Nowadays, people have to stay sitting all day for work, and getting rid of ugly and stubborn belly fat becomes one of the most common expectations of many people worldwide. In fact, burning belly fat is not something too hard to implement, but for many people, it is not easy to find right away to burn belly fat effectively. That is why my article today will give you useful and simple tips on how to lose belly fat at home fast & naturally in a week that are proven effective for everyone.
How To Lose Belly Fat At Home Fast & Naturally In A Week
I. How To Lose Belly Fat At Home With Exercises
I think we should start with some effective exercises that you can do any time at your own home. Learning how to lose belly fat, and how to get abs at home, it is necessary for you to do simple yet useful exercises regularly. Here are 6 best exercises for belly that you should never neglect.
1. Long Arm Crunch
– Long arm crunch is a variant of the floor crunch you may know previously, where you hold your arms straight behind you, plus a lever to the movement and make for a hard exercise.
To perform this movement, you need to lie on the floor, then widen your arms straight behind, then keep them next to your ears, and clasped. After that, you should contract abs slowly and carefully lift your shoulders off the ground to keep your arms straight. You can perform this exercise in 1 – 3 sets with 12 – 16 times.
2. Vertical Leg Crunch
– This exercise can be performed similar to g a leg crunch except when your legs are lying straightly up. Since there, you are forcing your abs to move, work, and adding intensity to your daily routine.
To perform this exercise, you can let your whole body lie on the floor, your legs will lie straight up, your knees are crossed, and to support your head, you need to put your hands beneath it. After the preparation is done, you need to contract abs to lift your shoulders off the floor and keep your legs in a proper position to perform the crunch. For this exercise, you should also perform in 1 – 3 sets with 12 – 16 times repeatedly.
3. Exercise Ball Crunch
– With the ball crunch – an interesting exercise – a ball is needed. Doing this routine, your abdomen will have to make more effort. However, it is still necessary that your whole body stabilizes the abdomen during the exercise.
To start, you should place your body on the ball with the full support of your lower back. Then, you need to put your 2 hands behind your head. After that, you have to contract your abs to pull the ground of the rib cage to your hips. This will help you lift the torso off the ball. Finally, you just need to stabilize the ball as you curl up, then down your lower back to stretch your abs. You should perform this exercise with the same frequency with the 2 exercises above.
4. The Captain's Chair Leg Raise
– You will need a captain's chair to perform this exercise, as well as a rack with padded arms that will allow your legs to hang free. This equipment is easily found in any health club or gym.

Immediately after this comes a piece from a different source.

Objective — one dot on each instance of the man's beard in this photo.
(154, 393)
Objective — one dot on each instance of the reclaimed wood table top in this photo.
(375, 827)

To perform this workout, firstly, you need to stand straightly on the chair and grip your hand holds. After that, you need to stretch your back against the pad to raise the knees towards your chest to contract abs. Finally, you will rest your abs and back by lowering them down. This exercise should be also performed 1-3 sets in 12-16 times repeatedly.
5. The Bicycle Exercise
– The bicycle exercise is the best for you to reach the goal of getting six-pack muscles. To perform this exercise, you should put your hands at the back of your head in a supine position. Then, you need to bring your 2 knees towards your chest and lift the shoulders off the floor. After that, you have to bring your right elbow slowly towards the left knee and straighten the right leg. You can continue the exercise by switching sides and do it in a pedaling motion.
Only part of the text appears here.